Segundo a coordenadora de tecnologias digitais da Diretoria de Difusão e Mídia do CENPEC Educação, Adriana Vieira, a aplicação do Guia aconteceu no primeiro semestre de 2019, durante a Jornada de Formação, e foi disponibilizada para quatro territórios: Rio Grande do Sul, Tocantins, Sergipe e Paraíba. Esse grupo reuniu 52 gestores educacionais que construíram 11 planos de formação para suas redes de ensino. E os resultados foram favoráveis, veja o feedback de uma das redes participantes:   

“… forneceu para minha equipe um caminho a ser seguido na elaboração do plano de formação dos professores. Foi possível através do estudo em grupo do guia aprender como planejar melhor nossas formações tecnológicas, reavaliando a maneira como implementamos nossos cursos, oficinas e estratégias de engajamento dos professores em projetos envolvendo o uso de tecnologias educacionais.”

Inovação na Educação

Engana-se quem pensa que o uso das tecnologias na educação se resume ao uso de ferramentas para “modernizar o ensino”,“motivar os alunos” e mesmo “trazer aprendizagem para o mundo do trabalho”. Para além do uso instrumental, destaca Adriana, “o mais importante é o princípio do uso das tecnologias para promover práticas inovadoras no currículo, aquelas que de fato façam sentido para resolver desafios e problemas daquela rede”, diz.

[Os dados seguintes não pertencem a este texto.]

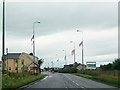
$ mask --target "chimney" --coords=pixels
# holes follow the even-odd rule
[[[6,54],[8,54],[8,48],[6,48]]]

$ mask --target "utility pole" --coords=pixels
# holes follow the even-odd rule
[[[4,54],[5,54],[5,0],[3,0],[3,40],[2,40],[2,69],[5,70],[5,60],[4,60]]]
[[[73,45],[74,45],[74,63],[75,63],[75,42],[70,41],[70,43],[73,43]]]

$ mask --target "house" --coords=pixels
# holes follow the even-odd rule
[[[38,73],[38,57],[29,55],[27,53],[7,53],[4,55],[5,70],[8,72],[30,72]]]

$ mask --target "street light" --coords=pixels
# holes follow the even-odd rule
[[[35,60],[35,24],[40,22],[34,22],[33,23],[33,57]]]
[[[62,51],[65,52],[65,57],[64,57],[64,59],[65,59],[65,65],[67,65],[67,61],[66,61],[66,50],[62,50]]]
[[[4,54],[5,54],[5,0],[3,0],[3,36],[2,36],[2,70],[5,70],[5,60],[4,60]]]
[[[77,30],[77,32],[81,32],[82,33],[82,69],[83,69],[83,64],[84,64],[84,53],[83,53],[83,32],[80,30]]]
[[[75,63],[75,42],[70,41],[70,43],[73,43],[73,45],[74,45],[74,63]]]

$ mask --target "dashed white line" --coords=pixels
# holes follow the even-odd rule
[[[76,85],[78,85],[78,86],[79,86],[79,84],[78,84],[78,83],[76,83]]]

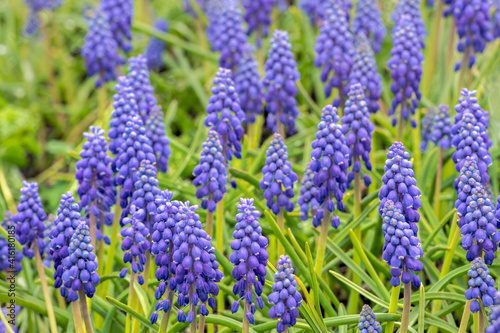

O Guia traz referencias do próprio CIEB de usos inovadores de tecnologia na educação, desde algo mais simples, para apoiar o professor na sala de aula a um uso mais complexo, como o ensino personalizado.

Adriana Vieira

A tecnologia vem para possibilitar que você consiga diagnosticar a aprendizagem dos alunos a partir, por exemplo, de um jogo. Ao conhecer o aluno, o professor pode propor situações de aprendizagem mais adequadas a seu repertório e suas características de aprendizagem”, comenta Adriana.

Ela cita ainda o ensino baseados em projetos, em que você tem o uso da tecnologia para resolver determinado problema na comunidade, como o Projeto Respostas para o Amanhã, que tem assessoria técnica do CENPEC Educação em parceria com a Samsung, e que é uma prática inovadora.

As TIC fazem parte do cotidiano e configuram as práticas sociais de nossa cultura, agora imersa no digital, e são consideradas como um direito do aluno, do professor e da escola, uma vez serem resultado de uma construção de toda a humanidade. O acesso e domínio das TIC são condições à participação na contemporaneidade, ao exercício pleno da cidadania, ao acesso e expressão ampla e transparente a informação e a meios para a sua produção”, conclui Maria da Graça.